Data: 26/11/2013
Mês: Novembro
Ano: 2013
A Comissão Europeia publicou hoje o Relatório Anual 2012/2013 das PME Europeias. Este relatório fornece uma visão geral sobre a dimensão, estrutura e importância das PME para a economia europeia e a sua contribuição para o crescimento e para emprego, como enfatizado na estratégia Small Business Act.
 
O relatório conclui que as PME europeias foram significativamente mais resilientes do que as grandes empresas à crise de 2008, especialmente em termos de emprego. No entanto, depois da crise, as grandes empresas lideraram a recuperação em termos de produção (valor acrescentado bruto) e a partir de 2012 ultrapassaram as PME também em termos de emprego.

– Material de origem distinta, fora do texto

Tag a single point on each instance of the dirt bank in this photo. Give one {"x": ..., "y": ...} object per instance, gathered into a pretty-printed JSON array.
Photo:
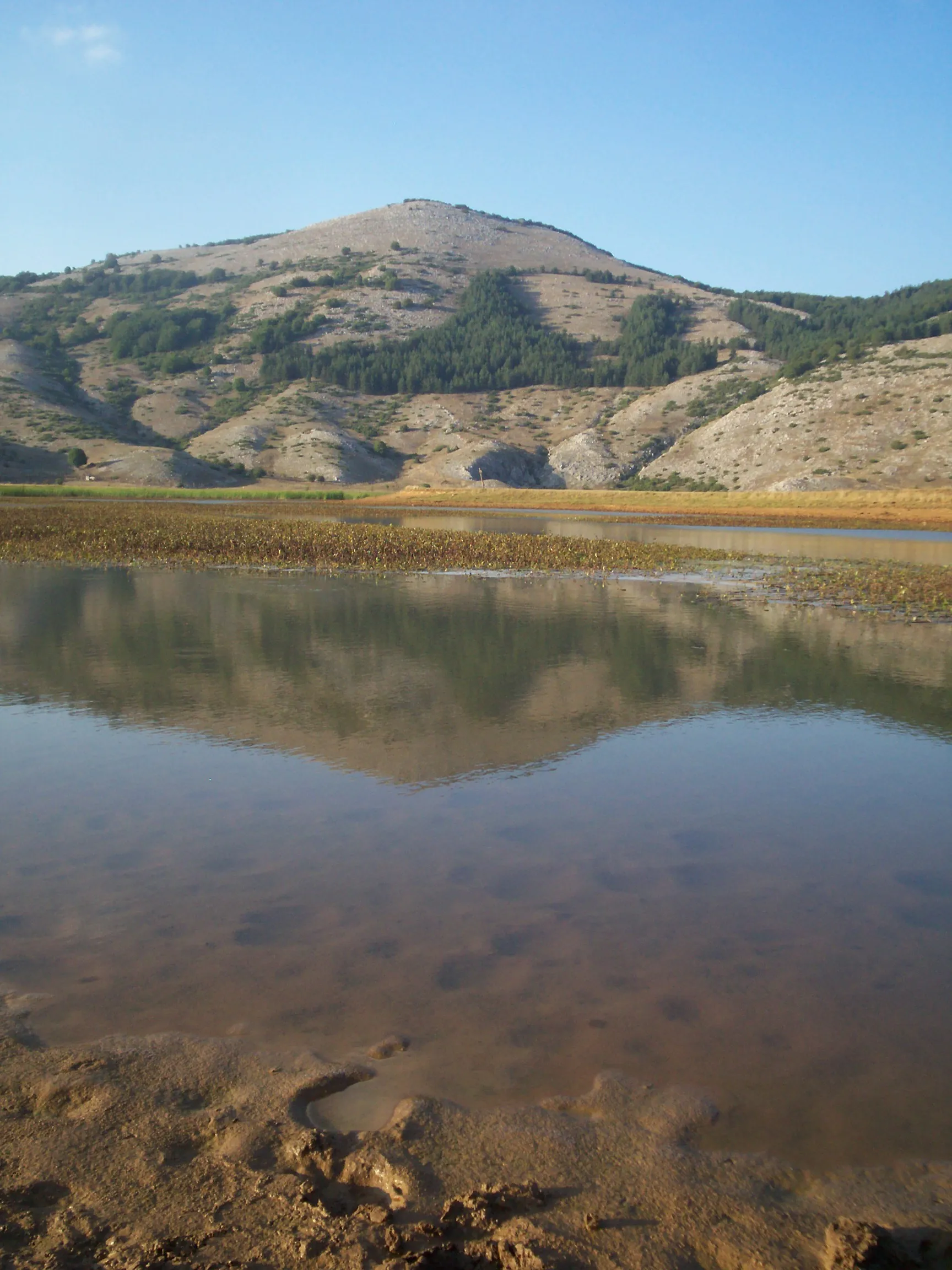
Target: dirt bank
[{"x": 136, "y": 1152}]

As PME, que perderam comparativamente menos postos de trabalho nos anos anteriores, passaram (segundo o relatório) por uma fase difícil em 2012.
 
Assim, a diferença de desempenho do valor acrescentado das PME e grandes empresas ao longo do período 2008-2012 reflete a fraqueza da procura interna, que é um mercado importante para as PME, enquanto as grandes empresas beneficiaram de um melhor desempenho das exportações.
 
As PME no sector dos serviços, caracterizado por menores barreiras à entrada, apresentaram um desempenho melhor do que as PME do sector da indústria transformadora. O fraco desempenho das PME no setor industrial é explicado pela forte queda dos investimentos em formação de capital e inovação causada por condições de crédito difíceis e a fraqueza da procura interna.
 
O relatório conclui ainda que as PME continuam a suportar mais os custos da crise que as grandes empresas e que isso exige uma mudança na formulação de políticas para as PME por forma a dar o impulso necessário para a sua recuperação. Alguns dos ingredientes essenciais necessários para as PME recuperarem são políticas harmonizadas, melhores condições de acesso a financiamento, uma atenção adequada às políticas de mercado de trabalho, uma diminuição dos pagamentos em atraso e maior simplificação administrativa. Na verdade, países caracterizados por um ambiente de negócios amigável, infraestruturas modernas e uma força de trabalho altamente qualificada espera-se que recuperem muito mais rapidamente para níveis pré-crise.